The way the image is applied to the vase is typical of the brushwork that painting in cobalt slip on a curved surface allows. It is a style that is deeply inspired by, or is an approximation of, the ink painting that had become popular in Korea during the 15th, 16th, 17th centuries. It’s a period in which Korean painters were honing their skills in response to Chinese ink-painting conventions.
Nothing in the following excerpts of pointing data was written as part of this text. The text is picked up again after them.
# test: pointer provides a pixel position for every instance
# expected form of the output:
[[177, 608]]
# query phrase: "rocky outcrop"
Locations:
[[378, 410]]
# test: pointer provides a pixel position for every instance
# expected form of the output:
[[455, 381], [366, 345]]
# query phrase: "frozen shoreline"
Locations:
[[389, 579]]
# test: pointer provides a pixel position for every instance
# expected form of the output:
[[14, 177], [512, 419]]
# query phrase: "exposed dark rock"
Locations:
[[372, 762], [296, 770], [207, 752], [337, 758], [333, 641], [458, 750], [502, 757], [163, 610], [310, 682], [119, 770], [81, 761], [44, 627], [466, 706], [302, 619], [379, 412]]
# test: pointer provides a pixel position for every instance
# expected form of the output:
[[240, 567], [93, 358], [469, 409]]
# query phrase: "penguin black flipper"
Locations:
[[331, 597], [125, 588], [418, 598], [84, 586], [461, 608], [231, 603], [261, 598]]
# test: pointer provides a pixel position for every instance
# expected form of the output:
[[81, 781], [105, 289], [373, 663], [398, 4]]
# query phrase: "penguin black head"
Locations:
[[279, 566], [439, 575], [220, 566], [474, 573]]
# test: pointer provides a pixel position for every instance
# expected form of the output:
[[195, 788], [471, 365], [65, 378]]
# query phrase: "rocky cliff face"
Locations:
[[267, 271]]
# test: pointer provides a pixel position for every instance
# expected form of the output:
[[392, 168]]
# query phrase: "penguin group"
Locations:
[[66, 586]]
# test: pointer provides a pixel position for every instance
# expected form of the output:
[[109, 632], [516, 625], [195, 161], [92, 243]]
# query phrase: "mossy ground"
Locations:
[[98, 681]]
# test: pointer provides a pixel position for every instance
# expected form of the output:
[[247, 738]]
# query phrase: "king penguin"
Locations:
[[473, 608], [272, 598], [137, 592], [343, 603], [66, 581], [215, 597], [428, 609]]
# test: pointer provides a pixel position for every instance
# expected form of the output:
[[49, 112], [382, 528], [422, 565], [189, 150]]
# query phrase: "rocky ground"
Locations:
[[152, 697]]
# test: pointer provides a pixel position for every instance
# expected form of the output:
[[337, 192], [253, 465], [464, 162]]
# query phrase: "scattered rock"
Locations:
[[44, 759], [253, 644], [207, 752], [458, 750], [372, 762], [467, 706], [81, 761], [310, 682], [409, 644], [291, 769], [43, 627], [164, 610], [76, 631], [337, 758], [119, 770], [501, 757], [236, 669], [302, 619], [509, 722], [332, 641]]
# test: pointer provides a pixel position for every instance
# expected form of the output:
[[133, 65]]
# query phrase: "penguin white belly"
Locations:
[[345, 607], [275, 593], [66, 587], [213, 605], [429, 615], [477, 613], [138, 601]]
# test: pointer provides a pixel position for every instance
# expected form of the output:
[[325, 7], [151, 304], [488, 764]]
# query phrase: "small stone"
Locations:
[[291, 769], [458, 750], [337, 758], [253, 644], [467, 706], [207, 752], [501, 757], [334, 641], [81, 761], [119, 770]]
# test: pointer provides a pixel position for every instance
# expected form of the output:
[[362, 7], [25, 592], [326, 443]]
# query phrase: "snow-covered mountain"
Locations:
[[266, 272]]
The vase itself is unmarked and has a bare foot, offering no suggestion of who the artist might be, which is not surprising for a Korean vase of this period. It is the kind of image that might be in the repertoire of a painter at a particular kiln site. Rather than thinking of the creation of this vase as an artistic commission, think of it more as a line of production, certainly high-quality production. I always think of something like Cartier jewellery as a correlative. Cartier takes the role of the creative artist and a potential customer goes to the known producer to get the high-quality decorative object, rather than commissioning a well-known individual jewellery designer to create a piece. It is probably in this vein that the vase was ordered and purchased.

The artist has not tried to depict the same tiger at different points in the story – each tiger has slightly different markings on his chest and if the artist were trying to connect them he likely would have included a broken pipe or something similar so that the viewer could follow the tiger’s progress. But there is a very definite intention in showing two tigers on the vase. On Korean decorated vases there is a kind of horror vacui, where the artists would not want any empty space. The object is meant to be conceived of and perceived in the round. If there were only the one tiger and magpie it would leave the other side of the vase undecorated. That undecorated space calls for something to fill it, so there’s another tiger. We know that tigers are solitary animals, but occasionally they like to meet up with their friends.

Shape is important in Korean ceramics and many shapes are distinctively Korean. The particular shape of this vase, however, is closely associated with a Chinese prototype shape called the meiping, or a prunus vase, designed to display plum or cherry blossom. It is a high-shouldered, narrow-footed, tapered vase and it is a very common form. Within Korea, however, I think it reaches some of its most elegant proportions. The swelling shoulder of the vase can at times become over swollen and the foot can become too narrow, which makes it  look unstable. In other cases the shoulder does not swell far enough and we get an anaemic-seeming vase. Korean vases of this type have a proportion that is just inherently pleasing: stable and really quite elegant.

Vase with magpie and tiger design (c. 1700–1800), Korea, Joseon dynasty (1392–1897). Asian Art Museum of San Francisco

It is not, however, the form of the vase that makes this example stand out – similar vases can be found in the Victoria and Albert Museum and the National Museum of Korea in Seoul – but how the artist has used the surface to draw the viewer into the story. The magpie sits right on the most forward, or the most swollen part of the vase’s shoulder and the tiger, who, in the fairy tale, loses his lunch, is suppressed a little bit by the shoulder of the vase. You can see that the magpie is the winner in this case and I think that the artist allowed that power dynamic to play out across the vase’s surface. This is the work of an artist who is not simply copying an image again and again, but is really thinking about the visual impact of his decorative presentation. 

As told to Edward Behrens.

Robert Mintz is deputy director of the Asian Art Museum of San Francisco.